Political developments ahead of May elections in the Philippines could prompt a credit rating downgrade if they worsen the economy's condition, but a change is not inevitable, rating agency Standard & Poor's said on Thursday.
S&P currently has a rating of BB on the country's foreign currency sovereign debt. It last changed the Philippines' rating by lowering it by one notch last April, citing a rising debt burden.
"If we do think there is a candidate out there who has a significant rating impact and we see that he or she is going to win then we can react," Ping Chew, S&P's sovereign ratings director for Asia ex-Japan and South Korea, said at a briefing.

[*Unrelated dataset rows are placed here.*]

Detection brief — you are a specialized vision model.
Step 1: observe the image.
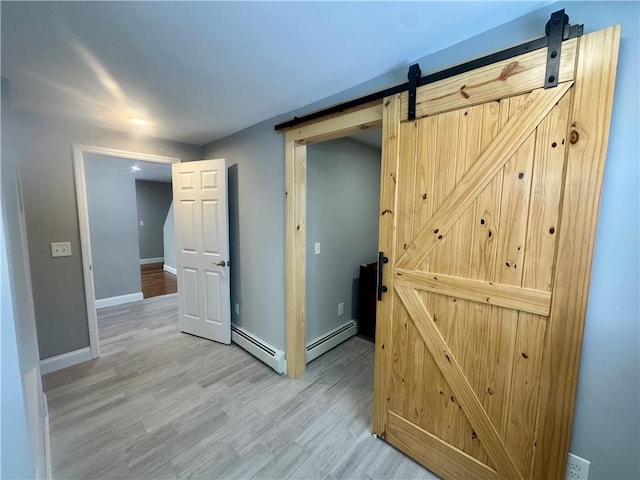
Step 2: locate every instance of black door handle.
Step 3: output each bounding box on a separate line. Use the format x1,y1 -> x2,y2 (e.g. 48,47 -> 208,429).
378,252 -> 389,301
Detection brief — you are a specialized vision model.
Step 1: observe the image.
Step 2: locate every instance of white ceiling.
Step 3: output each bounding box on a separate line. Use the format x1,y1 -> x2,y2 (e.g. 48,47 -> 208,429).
85,153 -> 171,183
0,0 -> 552,145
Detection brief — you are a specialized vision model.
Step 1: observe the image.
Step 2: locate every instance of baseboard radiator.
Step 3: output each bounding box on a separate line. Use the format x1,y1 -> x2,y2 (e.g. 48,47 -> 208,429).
231,324 -> 286,373
307,320 -> 358,363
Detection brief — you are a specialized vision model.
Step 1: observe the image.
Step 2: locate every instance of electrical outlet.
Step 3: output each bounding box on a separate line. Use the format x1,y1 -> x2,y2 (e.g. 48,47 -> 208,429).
565,453 -> 591,480
51,242 -> 71,257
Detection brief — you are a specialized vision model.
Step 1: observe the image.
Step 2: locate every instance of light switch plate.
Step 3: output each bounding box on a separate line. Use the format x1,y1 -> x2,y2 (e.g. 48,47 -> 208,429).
51,242 -> 71,257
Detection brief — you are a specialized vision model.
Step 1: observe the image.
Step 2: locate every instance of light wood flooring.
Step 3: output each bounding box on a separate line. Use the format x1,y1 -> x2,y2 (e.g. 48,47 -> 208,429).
140,263 -> 178,298
45,295 -> 436,480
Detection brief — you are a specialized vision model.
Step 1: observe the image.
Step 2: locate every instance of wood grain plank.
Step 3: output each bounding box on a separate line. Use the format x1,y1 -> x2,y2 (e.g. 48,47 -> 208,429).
534,25 -> 621,478
285,141 -> 307,378
522,95 -> 571,290
469,101 -> 508,282
396,122 -> 418,256
373,95 -> 400,438
496,96 -> 544,286
414,117 -> 438,232
389,412 -> 502,480
398,82 -> 572,268
394,268 -> 551,316
504,312 -> 547,478
401,39 -> 577,120
394,285 -> 523,479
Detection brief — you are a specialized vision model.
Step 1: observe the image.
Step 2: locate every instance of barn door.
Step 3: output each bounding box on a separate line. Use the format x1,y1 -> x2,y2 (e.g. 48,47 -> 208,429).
374,27 -> 619,479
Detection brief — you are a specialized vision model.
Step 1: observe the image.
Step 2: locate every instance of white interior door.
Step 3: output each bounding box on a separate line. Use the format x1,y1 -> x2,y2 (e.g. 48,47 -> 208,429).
172,159 -> 231,344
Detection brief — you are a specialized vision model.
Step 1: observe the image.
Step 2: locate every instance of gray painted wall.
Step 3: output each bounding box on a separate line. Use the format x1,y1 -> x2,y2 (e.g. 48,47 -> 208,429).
307,137 -> 382,342
84,154 -> 142,300
136,180 -> 173,260
8,112 -> 202,359
0,77 -> 45,479
205,2 -> 640,479
162,200 -> 176,268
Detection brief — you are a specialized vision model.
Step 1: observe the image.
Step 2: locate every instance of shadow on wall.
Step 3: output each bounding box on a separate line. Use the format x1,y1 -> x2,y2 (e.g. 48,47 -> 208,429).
227,165 -> 242,326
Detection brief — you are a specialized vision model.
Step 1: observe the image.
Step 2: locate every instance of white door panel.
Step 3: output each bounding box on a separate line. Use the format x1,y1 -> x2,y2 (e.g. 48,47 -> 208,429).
172,160 -> 231,344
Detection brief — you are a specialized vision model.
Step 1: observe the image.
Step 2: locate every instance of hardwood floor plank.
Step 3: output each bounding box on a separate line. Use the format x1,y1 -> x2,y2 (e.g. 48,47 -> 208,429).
140,263 -> 178,298
44,294 -> 436,480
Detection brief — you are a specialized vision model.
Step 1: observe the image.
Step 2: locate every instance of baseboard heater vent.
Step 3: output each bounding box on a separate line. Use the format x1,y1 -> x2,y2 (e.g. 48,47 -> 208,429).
231,325 -> 286,373
307,320 -> 358,363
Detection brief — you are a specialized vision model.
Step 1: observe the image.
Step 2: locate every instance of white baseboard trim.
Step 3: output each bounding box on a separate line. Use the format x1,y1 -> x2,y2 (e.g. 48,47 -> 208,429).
40,347 -> 91,375
42,393 -> 53,479
96,292 -> 144,308
140,257 -> 164,265
231,324 -> 286,373
307,320 -> 358,363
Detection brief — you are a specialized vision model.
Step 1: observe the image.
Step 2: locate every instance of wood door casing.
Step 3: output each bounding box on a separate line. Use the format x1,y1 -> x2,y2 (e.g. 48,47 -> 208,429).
374,27 -> 619,478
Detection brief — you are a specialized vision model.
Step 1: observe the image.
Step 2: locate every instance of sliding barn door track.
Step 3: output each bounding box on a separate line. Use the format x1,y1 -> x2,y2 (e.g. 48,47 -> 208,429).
274,9 -> 584,131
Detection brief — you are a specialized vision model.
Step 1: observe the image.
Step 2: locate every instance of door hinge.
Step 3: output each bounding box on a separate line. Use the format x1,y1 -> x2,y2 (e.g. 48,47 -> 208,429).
407,63 -> 422,120
544,9 -> 584,88
378,252 -> 389,301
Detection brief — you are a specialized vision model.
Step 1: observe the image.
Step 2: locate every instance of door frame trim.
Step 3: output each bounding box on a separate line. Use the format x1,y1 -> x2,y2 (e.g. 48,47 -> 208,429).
284,101 -> 382,378
73,143 -> 182,359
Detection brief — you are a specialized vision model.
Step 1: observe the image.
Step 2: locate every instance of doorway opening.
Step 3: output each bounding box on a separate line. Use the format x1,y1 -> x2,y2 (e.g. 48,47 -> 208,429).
285,101 -> 383,378
73,145 -> 180,358
305,128 -> 382,363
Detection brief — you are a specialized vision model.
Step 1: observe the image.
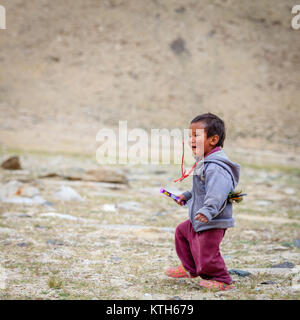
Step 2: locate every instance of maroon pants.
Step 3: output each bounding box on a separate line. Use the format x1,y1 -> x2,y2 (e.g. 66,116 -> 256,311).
175,220 -> 232,284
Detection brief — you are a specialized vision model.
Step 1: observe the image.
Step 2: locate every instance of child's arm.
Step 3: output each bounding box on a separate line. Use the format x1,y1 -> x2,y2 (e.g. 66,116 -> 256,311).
195,163 -> 233,222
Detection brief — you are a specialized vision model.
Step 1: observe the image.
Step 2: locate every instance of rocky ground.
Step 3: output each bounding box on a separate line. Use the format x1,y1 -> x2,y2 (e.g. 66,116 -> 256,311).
0,153 -> 300,299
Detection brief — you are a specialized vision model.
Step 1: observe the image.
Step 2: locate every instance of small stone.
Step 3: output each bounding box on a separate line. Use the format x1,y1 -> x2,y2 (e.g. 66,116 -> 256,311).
53,186 -> 83,201
260,280 -> 276,284
35,224 -> 47,229
1,156 -> 22,170
282,242 -> 292,248
170,37 -> 186,55
18,213 -> 32,218
102,203 -> 117,212
271,261 -> 295,269
283,188 -> 296,194
17,242 -> 29,248
228,269 -> 251,277
294,239 -> 300,248
46,239 -> 64,246
256,200 -> 271,207
111,257 -> 121,262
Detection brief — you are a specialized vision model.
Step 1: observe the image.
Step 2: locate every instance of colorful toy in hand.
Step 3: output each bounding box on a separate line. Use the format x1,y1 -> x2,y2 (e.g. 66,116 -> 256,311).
160,188 -> 186,204
160,188 -> 247,204
227,190 -> 247,203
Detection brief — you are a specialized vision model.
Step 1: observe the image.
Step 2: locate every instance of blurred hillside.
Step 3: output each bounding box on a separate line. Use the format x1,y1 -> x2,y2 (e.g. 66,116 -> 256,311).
0,0 -> 300,153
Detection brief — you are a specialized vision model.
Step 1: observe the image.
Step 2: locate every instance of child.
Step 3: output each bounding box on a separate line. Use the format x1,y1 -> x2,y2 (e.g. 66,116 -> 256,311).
165,113 -> 240,290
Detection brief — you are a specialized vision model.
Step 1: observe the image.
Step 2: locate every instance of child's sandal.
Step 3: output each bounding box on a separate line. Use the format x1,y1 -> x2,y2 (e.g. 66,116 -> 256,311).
165,265 -> 195,278
200,280 -> 234,291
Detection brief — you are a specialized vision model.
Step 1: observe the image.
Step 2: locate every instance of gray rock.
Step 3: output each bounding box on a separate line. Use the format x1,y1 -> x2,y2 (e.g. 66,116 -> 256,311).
170,37 -> 186,55
17,242 -> 29,248
294,239 -> 300,248
271,261 -> 295,269
18,213 -> 32,218
228,269 -> 251,277
260,280 -> 276,284
1,156 -> 22,170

He added a downgrade was not inevitable.
Markets have been worried that S&P's current visit to the Philippines might herald a downgrade of its current rating, which is already two notches below investment grade.
Rival agency Moody's Investors' service cut its sovereign rating on the country by one notch to Ba2 in January - also two notches below investment grade - and maintained its negative outlook.
S&P has a stable outlook on the Philippines.
Investors have been unnerved by the prospect that film star Fernando Poe Jr, a novice in politics, could win May 10 elections and replacing President Gloria Macapagal Arroyo.
Arroyo is a trained economist, but her administration has made limited progress towards controlling a yawning budget deficit.
Chew said the government needed to take "drastic" measures if it was to meet its target of balancing its books by 2009.
So the budget deficit could be a trigger, depending on the circumstances.